How you, men of Athens, have been affected by my accusers, I do not know; but I, for my part, almost forgot my own identity, so persuasively did they talk; and yet there is hardly a word of truth in what they have said. But I was most amazed by one of the many lies that they told—when they said that you must be on your guard not to be deceived by me, because I was a clever speaker. For I thought it the most shameless part of their conduct that they are not ashamed because they will immediately be convicted by me of falsehood by the evidence of fact, when I show myself to be not in the least a clever speaker, unless indeed they call him a clever speaker who speaks the truth; for if this is what they mean, I would agree that I am an orator—not after their fashion. Now they, as I say, have said little or nothing true; but you shall hear from me nothing but the truth. Not, however, men of Athens, speeches finely tricked out with words and phrases, as theirs are, nor carefully arranged, but you will hear things said at random with the words that happen to occur to me. For I trust that what I say is just; and let none of you expect anything else. For surely it would not be fitting for one of my age to come before you like a youngster making up speeches. And, men of Athens, I urgently beg and beseech you if you hear me making my defence with the same words with which I have been accustomed to speak both in the market place at the bankers tables, where many of you have heard me, and elsewhere, not to be surprised or to make a disturbance on this account. For the fact is that this is the first time I have come before the court, although I am seventy years old; I am therefore an utter foreigner to the manner of speech here. Hence, just as you would, of course, if I were really a foreigner, pardon me if I spoke in that dialect and that manner in which I had been brought up, so now I make this request of you, a fair one, as it seems to me, that you disregard the manner of my speech—for perhaps it might be worse and perhaps better—and observe and pay attention merely to this, whether what I say is just or not; for that is the virtue of a judge, and an orator’s virtue is to speak the truth.

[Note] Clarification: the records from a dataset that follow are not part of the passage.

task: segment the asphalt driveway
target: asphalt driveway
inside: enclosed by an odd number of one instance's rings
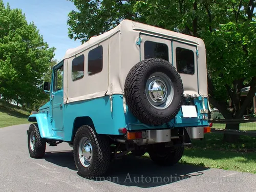
[[[89,180],[77,175],[67,143],[48,145],[44,158],[30,158],[29,125],[0,129],[0,191],[256,191],[254,174],[181,164],[163,167],[129,155],[112,162],[106,177]]]

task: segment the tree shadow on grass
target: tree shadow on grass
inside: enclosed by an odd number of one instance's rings
[[[47,152],[46,161],[62,167],[77,170],[73,151]],[[203,175],[208,168],[178,163],[172,166],[160,166],[149,158],[125,155],[122,159],[115,160],[105,176],[88,178],[96,181],[106,181],[127,186],[149,188],[162,186]]]
[[[17,118],[24,119],[28,118],[29,117],[29,116],[27,115],[23,114],[22,113],[20,113],[16,111],[10,110],[7,108],[5,108],[3,105],[0,106],[0,112],[6,113],[9,115],[11,115]]]
[[[242,157],[246,161],[253,161],[256,162],[255,153],[237,153],[236,152],[226,152],[217,150],[204,150],[200,149],[190,149],[185,151],[184,155],[191,158],[205,158],[212,160],[232,159],[238,157]]]

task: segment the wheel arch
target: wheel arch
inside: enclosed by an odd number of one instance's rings
[[[48,138],[51,137],[52,126],[46,114],[32,114],[29,116],[28,120],[31,122],[37,122],[41,137]]]
[[[78,129],[83,125],[94,125],[92,118],[89,116],[77,117],[74,120],[73,125],[73,131],[72,135],[72,142],[74,140],[74,138]],[[96,133],[96,129],[95,130]]]

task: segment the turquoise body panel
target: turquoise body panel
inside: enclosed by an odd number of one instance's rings
[[[106,135],[120,135],[118,129],[122,127],[132,131],[208,125],[208,120],[203,119],[202,116],[204,115],[207,116],[207,114],[201,114],[200,113],[200,110],[203,109],[203,98],[201,97],[194,99],[199,117],[184,118],[180,110],[175,118],[168,123],[161,126],[149,126],[141,123],[132,114],[127,105],[126,112],[124,113],[122,95],[113,95],[112,98],[112,112],[111,111],[109,96],[64,104],[63,109],[59,111],[61,113],[60,114],[63,114],[63,122],[61,123],[63,125],[63,130],[55,130],[53,126],[53,125],[55,126],[55,123],[53,123],[54,121],[52,120],[51,113],[49,113],[51,109],[51,105],[49,104],[49,107],[40,109],[39,113],[43,113],[31,115],[29,120],[33,117],[36,118],[42,138],[65,141],[72,140],[74,134],[74,122],[76,118],[79,117],[90,117],[97,133]],[[207,98],[203,99],[205,100],[204,103],[207,103]],[[205,105],[205,108],[208,109],[207,105]],[[47,111],[49,113],[48,116]]]
[[[42,138],[53,140],[62,140],[62,138],[58,137],[53,133],[50,122],[50,118],[47,117],[47,114],[38,113],[32,114],[29,117],[28,121],[37,122],[40,135]]]

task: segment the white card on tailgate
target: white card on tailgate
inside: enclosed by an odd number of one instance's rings
[[[197,117],[197,110],[195,105],[182,105],[183,117]]]

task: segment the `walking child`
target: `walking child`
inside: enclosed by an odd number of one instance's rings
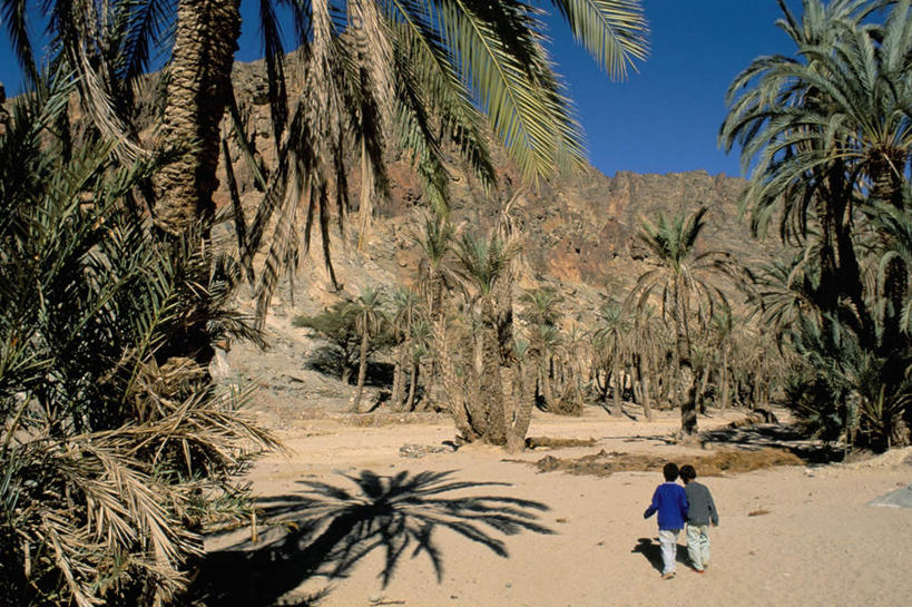
[[[680,480],[684,481],[684,492],[687,495],[687,555],[694,571],[702,574],[709,566],[709,523],[718,526],[719,515],[713,493],[695,479],[697,471],[693,466],[681,466]]]
[[[656,488],[653,493],[653,502],[643,513],[643,518],[648,519],[658,512],[659,545],[661,546],[661,578],[671,579],[675,577],[675,568],[678,552],[678,535],[687,520],[687,496],[684,488],[675,482],[678,478],[678,467],[668,462],[661,470],[665,482]]]

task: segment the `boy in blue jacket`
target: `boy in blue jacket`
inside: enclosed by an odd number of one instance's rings
[[[687,496],[684,487],[675,482],[678,478],[678,467],[668,462],[661,470],[665,482],[653,493],[653,503],[643,513],[648,519],[658,512],[659,545],[661,545],[661,578],[675,577],[675,562],[678,554],[678,535],[687,520]]]

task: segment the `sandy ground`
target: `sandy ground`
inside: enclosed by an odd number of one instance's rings
[[[720,425],[736,417],[732,413],[728,418],[702,419],[700,424]],[[605,449],[649,452],[685,463],[688,454],[702,451],[663,440],[676,425],[677,419],[670,413],[651,423],[611,419],[597,409],[575,420],[538,414],[530,435],[591,437],[598,444],[540,449],[516,459],[536,461],[546,454],[571,458]],[[877,496],[912,483],[912,458],[785,467],[700,479],[713,491],[720,512],[720,525],[712,530],[712,566],[704,575],[689,570],[681,536],[678,575],[661,580],[656,521],[643,519],[653,490],[661,480],[658,472],[624,472],[608,478],[539,473],[531,466],[506,461],[511,457],[491,447],[449,449],[445,443],[454,432],[443,418],[376,428],[352,427],[335,419],[297,419],[286,420],[280,432],[290,452],[262,459],[249,474],[254,492],[262,497],[301,497],[308,489],[302,481],[357,493],[343,473],[383,477],[404,472],[406,479],[413,479],[422,472],[452,471],[451,480],[468,486],[440,496],[413,488],[400,493],[398,502],[391,500],[371,510],[373,527],[364,523],[359,528],[374,533],[386,530],[390,541],[395,542],[404,537],[396,535],[395,521],[433,522],[429,544],[439,558],[439,579],[426,552],[413,557],[414,541],[394,559],[385,586],[380,575],[386,568],[382,546],[354,559],[344,577],[320,575],[339,562],[337,554],[325,556],[321,569],[314,569],[315,565],[296,566],[296,556],[307,552],[307,546],[312,547],[321,533],[325,538],[327,527],[341,512],[326,509],[320,511],[315,527],[300,533],[301,540],[284,551],[269,548],[267,540],[301,531],[300,521],[265,533],[255,545],[232,548],[266,555],[244,567],[244,575],[254,581],[243,582],[251,596],[249,600],[238,599],[239,604],[265,605],[276,598],[285,604],[306,604],[304,598],[315,594],[320,599],[313,604],[324,607],[854,607],[906,606],[912,600],[912,509],[867,506]],[[402,457],[400,449],[408,444],[443,452]],[[483,482],[504,484],[475,484]],[[473,541],[440,522],[447,515],[440,515],[433,499],[457,496],[539,502],[541,510],[513,507],[537,516],[535,522],[551,532],[521,530],[508,536],[465,518],[469,515],[460,518],[455,513],[448,519],[474,523],[480,530],[475,539],[481,541]],[[343,501],[351,505],[356,500]],[[489,505],[494,503],[502,502]],[[303,505],[293,510],[291,518],[307,516]],[[382,533],[372,537],[382,539]],[[237,539],[237,533],[216,538],[208,548],[224,550]],[[502,542],[503,555],[496,554],[486,541]],[[222,552],[226,554],[236,555]],[[313,556],[313,547],[310,554]],[[224,568],[222,575],[227,578],[235,574]]]

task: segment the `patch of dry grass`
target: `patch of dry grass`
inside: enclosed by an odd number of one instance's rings
[[[571,447],[595,447],[596,439],[553,439],[551,437],[528,437],[527,449],[568,449]]]
[[[702,477],[722,477],[728,473],[751,472],[776,466],[803,466],[804,462],[794,453],[781,449],[761,449],[757,451],[724,450],[709,456],[677,458],[679,464],[689,463]],[[568,472],[570,474],[591,474],[608,477],[614,472],[640,471],[659,472],[668,458],[641,456],[605,450],[577,459],[560,459],[548,456],[532,466],[541,472]]]

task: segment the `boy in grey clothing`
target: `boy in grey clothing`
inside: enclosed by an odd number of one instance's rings
[[[705,484],[697,482],[697,471],[693,466],[680,467],[680,480],[690,508],[687,511],[687,555],[694,571],[702,574],[709,565],[709,523],[718,526],[719,515],[713,501],[713,493]]]

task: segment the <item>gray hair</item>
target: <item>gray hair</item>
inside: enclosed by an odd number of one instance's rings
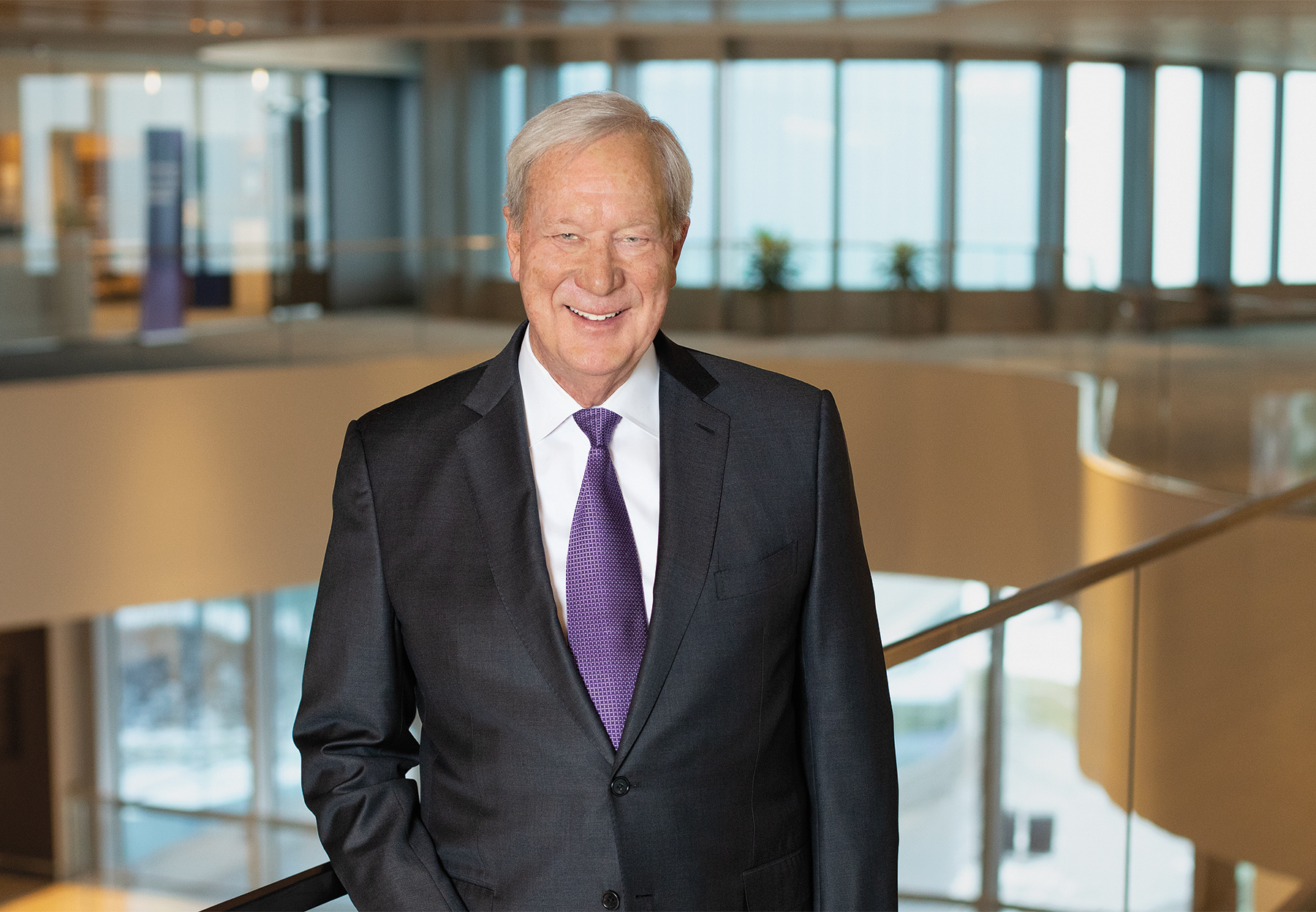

(Plat. Apol., 17a-18a, tr. Harold North Fowler).

One of the things that struck me while I was reading the latter stretches of this book was the subject I raised last May: when a tool — any tool — becomes autonomous, we’re heading for trouble with it. We pour much of who and what we are into our tools, and the making of tools is apparently very much a part of our nature as human beings. We are homo faber — man the maker — as much as we are homo sapiens. That is, as I take it, a good thing. With our tools we have been able to do many things that are worth doing, and that could not have been done otherwise. But we must always hold our tools accountable to our higher purposes. The mere fact that one can do something with a given tool does not mean that it’s a good thing. They say the man with a hammer sees every problem as a nail. That adage still holds good. We can be empowered by our tools, but every one comes at a cost — a cost to us in terms of who we are and how we work, and what ends our work ultimately serves. There is some power in choosing not to use certain tools on certain occasions.